Complete Step By Step Answer:
Given: Amount of $ NaOH $ is 4gm
Amount of Water is 36gm
Specific gravity is 1 g m/L
Formula used:
Mole fraction: $ {x_i} = \dfrac{{{n_i}}}{{{n_{{\text{total}}}}}} $
Molarity: $ m = \dfrac{{{n_{solute}}}}{{m{\;_{solvent}}\;}} = {\text{ }}\dfrac{{{m_{solute}}\;}}{{\left( {W{\;_{solute}}\; \times {\text{ }}m{\;_{solvent}}} \right)}} $
Calculation:
Mole fraction of $ {H_2}O $ = No. of moles of $ {H_2}O $ / Total No. of moles ( $ {H_2}O $ + $ NaOH $ )
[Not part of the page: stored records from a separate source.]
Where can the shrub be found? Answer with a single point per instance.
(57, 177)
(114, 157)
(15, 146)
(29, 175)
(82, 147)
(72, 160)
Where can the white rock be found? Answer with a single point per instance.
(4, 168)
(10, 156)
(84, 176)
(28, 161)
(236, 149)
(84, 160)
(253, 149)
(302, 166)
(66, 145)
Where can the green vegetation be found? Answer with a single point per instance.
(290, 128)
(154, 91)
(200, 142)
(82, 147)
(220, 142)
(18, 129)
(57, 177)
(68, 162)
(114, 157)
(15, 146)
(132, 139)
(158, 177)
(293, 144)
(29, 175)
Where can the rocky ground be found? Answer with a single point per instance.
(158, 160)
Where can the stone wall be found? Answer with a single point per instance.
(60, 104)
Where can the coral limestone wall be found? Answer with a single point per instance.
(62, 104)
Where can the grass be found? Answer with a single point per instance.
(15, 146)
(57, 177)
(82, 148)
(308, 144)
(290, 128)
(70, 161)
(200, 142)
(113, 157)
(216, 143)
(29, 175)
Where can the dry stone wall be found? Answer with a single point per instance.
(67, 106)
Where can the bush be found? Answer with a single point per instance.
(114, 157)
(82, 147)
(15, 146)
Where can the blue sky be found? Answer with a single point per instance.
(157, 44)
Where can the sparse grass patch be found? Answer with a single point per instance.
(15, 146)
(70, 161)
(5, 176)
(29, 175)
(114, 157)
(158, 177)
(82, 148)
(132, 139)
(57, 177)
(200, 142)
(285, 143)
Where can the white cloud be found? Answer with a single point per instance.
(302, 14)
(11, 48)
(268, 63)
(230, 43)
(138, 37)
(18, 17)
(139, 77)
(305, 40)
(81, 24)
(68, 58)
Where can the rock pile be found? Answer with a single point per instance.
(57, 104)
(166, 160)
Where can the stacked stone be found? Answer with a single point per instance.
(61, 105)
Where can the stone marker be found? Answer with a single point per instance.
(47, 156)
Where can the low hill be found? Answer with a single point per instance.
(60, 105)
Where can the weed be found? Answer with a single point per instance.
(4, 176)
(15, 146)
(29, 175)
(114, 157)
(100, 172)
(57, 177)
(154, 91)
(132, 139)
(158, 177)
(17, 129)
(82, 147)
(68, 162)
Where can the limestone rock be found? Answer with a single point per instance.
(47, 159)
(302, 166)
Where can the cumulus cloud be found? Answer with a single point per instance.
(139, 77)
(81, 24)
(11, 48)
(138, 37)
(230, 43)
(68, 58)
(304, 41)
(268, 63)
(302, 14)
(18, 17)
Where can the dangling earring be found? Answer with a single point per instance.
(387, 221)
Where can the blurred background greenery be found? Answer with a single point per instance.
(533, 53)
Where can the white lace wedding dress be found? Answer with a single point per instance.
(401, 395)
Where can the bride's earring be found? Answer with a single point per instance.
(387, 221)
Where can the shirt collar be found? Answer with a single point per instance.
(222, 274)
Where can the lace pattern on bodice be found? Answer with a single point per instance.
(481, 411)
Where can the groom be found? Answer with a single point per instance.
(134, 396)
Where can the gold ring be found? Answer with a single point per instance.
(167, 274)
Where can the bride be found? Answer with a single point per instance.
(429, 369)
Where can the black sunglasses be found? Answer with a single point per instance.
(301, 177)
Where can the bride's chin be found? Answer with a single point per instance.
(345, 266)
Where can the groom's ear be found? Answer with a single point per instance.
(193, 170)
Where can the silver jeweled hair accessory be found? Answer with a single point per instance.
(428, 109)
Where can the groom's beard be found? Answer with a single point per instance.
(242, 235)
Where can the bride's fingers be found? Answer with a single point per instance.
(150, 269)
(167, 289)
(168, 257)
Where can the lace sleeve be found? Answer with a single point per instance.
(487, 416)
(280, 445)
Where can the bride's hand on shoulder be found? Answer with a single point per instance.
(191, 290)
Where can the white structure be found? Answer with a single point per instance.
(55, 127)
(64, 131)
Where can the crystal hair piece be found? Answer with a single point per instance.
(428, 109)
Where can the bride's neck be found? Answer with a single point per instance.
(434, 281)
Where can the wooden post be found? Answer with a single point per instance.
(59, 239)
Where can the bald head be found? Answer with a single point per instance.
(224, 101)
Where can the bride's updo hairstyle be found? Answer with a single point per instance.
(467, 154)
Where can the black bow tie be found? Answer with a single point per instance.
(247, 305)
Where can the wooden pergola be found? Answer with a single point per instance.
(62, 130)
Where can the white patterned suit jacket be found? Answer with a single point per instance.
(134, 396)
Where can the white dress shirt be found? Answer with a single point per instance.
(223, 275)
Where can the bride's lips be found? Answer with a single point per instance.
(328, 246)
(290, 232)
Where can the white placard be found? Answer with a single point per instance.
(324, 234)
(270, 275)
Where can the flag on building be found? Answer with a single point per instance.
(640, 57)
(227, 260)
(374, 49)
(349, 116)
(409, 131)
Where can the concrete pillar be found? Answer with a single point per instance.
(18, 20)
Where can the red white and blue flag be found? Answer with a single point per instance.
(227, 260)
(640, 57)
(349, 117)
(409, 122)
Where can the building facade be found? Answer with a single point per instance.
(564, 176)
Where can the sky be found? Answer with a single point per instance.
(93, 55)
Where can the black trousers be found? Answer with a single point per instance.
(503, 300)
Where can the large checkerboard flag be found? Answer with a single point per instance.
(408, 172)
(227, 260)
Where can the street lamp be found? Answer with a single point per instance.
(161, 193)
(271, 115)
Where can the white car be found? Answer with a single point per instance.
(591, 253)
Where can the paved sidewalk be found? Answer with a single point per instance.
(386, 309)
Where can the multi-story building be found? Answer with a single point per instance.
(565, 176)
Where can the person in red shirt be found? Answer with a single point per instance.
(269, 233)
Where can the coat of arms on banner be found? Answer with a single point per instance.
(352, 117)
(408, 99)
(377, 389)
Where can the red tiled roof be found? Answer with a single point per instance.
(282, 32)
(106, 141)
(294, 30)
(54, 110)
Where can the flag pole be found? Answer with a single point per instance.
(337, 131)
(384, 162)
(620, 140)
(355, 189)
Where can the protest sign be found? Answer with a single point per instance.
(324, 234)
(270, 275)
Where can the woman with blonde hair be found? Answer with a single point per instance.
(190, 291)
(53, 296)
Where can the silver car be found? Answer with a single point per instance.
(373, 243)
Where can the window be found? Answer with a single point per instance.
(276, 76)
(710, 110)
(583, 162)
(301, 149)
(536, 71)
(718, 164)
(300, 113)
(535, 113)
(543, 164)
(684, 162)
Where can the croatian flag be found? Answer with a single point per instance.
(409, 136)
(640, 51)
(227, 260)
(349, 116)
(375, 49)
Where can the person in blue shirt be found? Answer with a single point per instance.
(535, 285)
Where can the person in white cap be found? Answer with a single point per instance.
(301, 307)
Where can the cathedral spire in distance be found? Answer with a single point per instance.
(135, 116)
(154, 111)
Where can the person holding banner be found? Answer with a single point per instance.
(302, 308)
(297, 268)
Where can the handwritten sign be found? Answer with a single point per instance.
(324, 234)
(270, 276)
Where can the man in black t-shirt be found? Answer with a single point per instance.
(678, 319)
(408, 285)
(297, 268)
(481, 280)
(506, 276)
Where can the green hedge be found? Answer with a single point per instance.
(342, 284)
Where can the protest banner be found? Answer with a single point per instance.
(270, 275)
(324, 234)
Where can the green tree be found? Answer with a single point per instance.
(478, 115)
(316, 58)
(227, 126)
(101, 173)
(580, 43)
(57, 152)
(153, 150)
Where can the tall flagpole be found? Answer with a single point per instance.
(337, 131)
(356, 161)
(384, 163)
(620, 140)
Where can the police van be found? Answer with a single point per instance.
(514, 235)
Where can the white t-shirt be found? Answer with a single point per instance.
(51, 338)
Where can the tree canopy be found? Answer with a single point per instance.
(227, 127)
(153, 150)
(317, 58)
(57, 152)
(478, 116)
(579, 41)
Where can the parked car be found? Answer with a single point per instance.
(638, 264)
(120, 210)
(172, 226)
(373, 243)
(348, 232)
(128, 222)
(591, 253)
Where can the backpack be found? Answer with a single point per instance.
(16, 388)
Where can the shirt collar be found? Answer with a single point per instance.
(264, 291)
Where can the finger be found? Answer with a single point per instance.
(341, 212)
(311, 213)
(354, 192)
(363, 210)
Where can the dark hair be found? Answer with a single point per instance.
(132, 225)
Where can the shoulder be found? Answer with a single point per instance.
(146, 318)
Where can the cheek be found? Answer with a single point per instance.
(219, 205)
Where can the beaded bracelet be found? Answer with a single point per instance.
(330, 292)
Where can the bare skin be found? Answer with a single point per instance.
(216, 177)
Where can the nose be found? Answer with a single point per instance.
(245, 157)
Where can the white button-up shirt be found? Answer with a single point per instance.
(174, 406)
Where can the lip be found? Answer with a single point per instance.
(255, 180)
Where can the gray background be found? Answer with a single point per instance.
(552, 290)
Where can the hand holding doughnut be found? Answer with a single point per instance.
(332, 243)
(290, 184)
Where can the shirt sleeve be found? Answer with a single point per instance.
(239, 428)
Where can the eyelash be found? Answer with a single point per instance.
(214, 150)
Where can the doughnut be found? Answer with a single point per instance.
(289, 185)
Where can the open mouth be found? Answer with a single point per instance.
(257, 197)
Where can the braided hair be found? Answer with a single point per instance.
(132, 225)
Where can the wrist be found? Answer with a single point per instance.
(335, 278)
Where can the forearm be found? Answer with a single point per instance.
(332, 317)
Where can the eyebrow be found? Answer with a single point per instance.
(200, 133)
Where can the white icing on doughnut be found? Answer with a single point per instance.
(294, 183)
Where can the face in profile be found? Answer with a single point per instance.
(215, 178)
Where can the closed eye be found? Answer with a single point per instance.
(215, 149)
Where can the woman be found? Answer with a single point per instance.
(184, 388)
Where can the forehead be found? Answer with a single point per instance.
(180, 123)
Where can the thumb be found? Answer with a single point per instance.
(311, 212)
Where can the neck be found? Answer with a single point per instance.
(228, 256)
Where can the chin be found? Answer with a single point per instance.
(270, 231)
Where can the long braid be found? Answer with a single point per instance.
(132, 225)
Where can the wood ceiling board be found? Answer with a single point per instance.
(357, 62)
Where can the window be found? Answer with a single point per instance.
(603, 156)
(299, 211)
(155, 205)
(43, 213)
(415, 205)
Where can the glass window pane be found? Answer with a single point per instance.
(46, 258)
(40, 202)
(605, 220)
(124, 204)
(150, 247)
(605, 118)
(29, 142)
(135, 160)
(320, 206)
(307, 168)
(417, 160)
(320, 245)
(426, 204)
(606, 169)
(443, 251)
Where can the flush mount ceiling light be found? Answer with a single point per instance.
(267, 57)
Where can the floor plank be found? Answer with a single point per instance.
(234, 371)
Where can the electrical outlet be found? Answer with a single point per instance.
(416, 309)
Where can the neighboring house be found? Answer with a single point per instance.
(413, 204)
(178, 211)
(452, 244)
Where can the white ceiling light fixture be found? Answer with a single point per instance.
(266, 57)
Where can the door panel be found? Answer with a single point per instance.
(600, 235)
No. of moles of $ {H_2}O $ = 36/18 = 2 moles
Number of moles $ NaOH = \dfrac{4}{{40}} = 0.1mole $
Total number of moles = 2+ 0.1 = 2.1
Mole fraction of $ {H_2}O = \dfrac{2}{{2.1}}{\text{ }} = {\text{ }}0.952 $
Mole fraction of $ NaOH = \dfrac{{0.1}}{{2.1}} = {\text{ }}0.048 $
Mass of solution= Mass of $ {H_2}O $ + Mass of $ NaOH $ = 36 + 4 = 40 g
Volume of solution $ = \dfrac{{40}}{1} = 40 $ L
 $ Molarity{\text{ }} = {\text{ }}\dfrac{{No.{\text{ }}of{\text{ }}moles{\text{ }}of{\text{ }}solute}}{{Volume{\text{ }}of{\text{ }}solution{\text{ }}}} = \dfrac{{0.1}}{{0.04L}} = {\text{ }}2.5M\; $

Note :
A mole of a substance or a mole of particles is described as it contains exactly $ 6.02214076 \times {10^{23}} $ particles, which may be atoms, molecules, ions, or electrons. The mole fraction or molar fraction is defined as a unit of the quantity of a constituent (expressed in moles), divided by the entire amount of all constituents in a mixture also expressed in moles. The Molarity is defined as the moles of a solute per litres of a solution. Molarity is additionally referred to as the ratio of the amount of mole and total solution.